Chris Ovenden teaches philosophy at the University of Manchester, UK. When he's not marking papers, he writes short fiction about robots, time-travel, and possible worlds. His work has been featured on DailyScienceFiction and EverydayFiction.

Right after my PhD, I took a job at Omni-book. You remember? That search-engine. Had this algorithm that could take you where you wanted with just one search term.
No? I Suppose that makes sense.
Not many places hire philosophers, so when I saw this advert for a logician, I pounced. Wrote my application Saturday night. Interviewed Monday morning. Started Tuesday afternoon. It was like it was made for me.
Anyway, it turned out there was no algorithm. The engine was run by God. Well, a god---lower case g. These geniuses had somehow trapped this Aztec sky demon in their servers. Kept it busy solving paradoxes while they used it to power their searches.
God hates a paradox, or so they say, and this one was no different: thing'd move heaven and earth to get rid of them, just write them out of existence.
They needed someone to come up with more paradoxes. Apparently the last guy wasn't too good. One day he just didn't show up to the universe.
They'd even run a search to find me: the perfect man for the job. Only, I guess that meant something different to the sky god.

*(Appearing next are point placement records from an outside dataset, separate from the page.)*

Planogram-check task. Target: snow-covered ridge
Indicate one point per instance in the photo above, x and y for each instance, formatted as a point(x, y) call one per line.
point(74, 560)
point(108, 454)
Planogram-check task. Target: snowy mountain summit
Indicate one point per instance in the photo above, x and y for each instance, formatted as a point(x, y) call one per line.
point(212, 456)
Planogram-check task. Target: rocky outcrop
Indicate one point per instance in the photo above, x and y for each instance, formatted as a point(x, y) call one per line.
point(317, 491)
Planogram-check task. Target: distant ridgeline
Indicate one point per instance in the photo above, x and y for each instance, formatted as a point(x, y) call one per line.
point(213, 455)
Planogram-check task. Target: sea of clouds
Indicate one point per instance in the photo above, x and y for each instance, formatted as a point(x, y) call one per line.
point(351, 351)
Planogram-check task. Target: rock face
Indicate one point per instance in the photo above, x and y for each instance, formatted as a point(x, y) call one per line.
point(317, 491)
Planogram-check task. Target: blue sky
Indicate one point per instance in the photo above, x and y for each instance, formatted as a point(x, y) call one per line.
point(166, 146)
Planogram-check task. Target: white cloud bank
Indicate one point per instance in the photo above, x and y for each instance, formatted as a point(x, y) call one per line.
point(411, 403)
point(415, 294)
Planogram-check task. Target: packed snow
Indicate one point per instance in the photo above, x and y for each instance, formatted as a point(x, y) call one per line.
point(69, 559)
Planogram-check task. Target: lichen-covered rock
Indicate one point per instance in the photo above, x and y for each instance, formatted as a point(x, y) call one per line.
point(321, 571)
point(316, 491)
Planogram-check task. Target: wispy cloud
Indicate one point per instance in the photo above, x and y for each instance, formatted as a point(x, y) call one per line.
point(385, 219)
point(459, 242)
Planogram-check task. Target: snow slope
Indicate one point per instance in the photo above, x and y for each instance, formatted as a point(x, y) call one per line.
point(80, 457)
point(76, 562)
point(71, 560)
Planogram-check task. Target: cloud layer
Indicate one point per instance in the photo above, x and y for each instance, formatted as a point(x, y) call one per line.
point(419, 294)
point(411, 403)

See, it just seemed wrong, keeping it trapped like that. And I suppose it knew I'd feel that way.
One day, I just unplugged the machine.
The bosses went crazy. Threatened legal action, and worse in their more private correspondence. Not that I blame them: it can't be easy knowing a God's got it out for you.
Come to think of it, I never did find out what happened to them. Just stopped emailing. Almost like they'd never been in touch at all.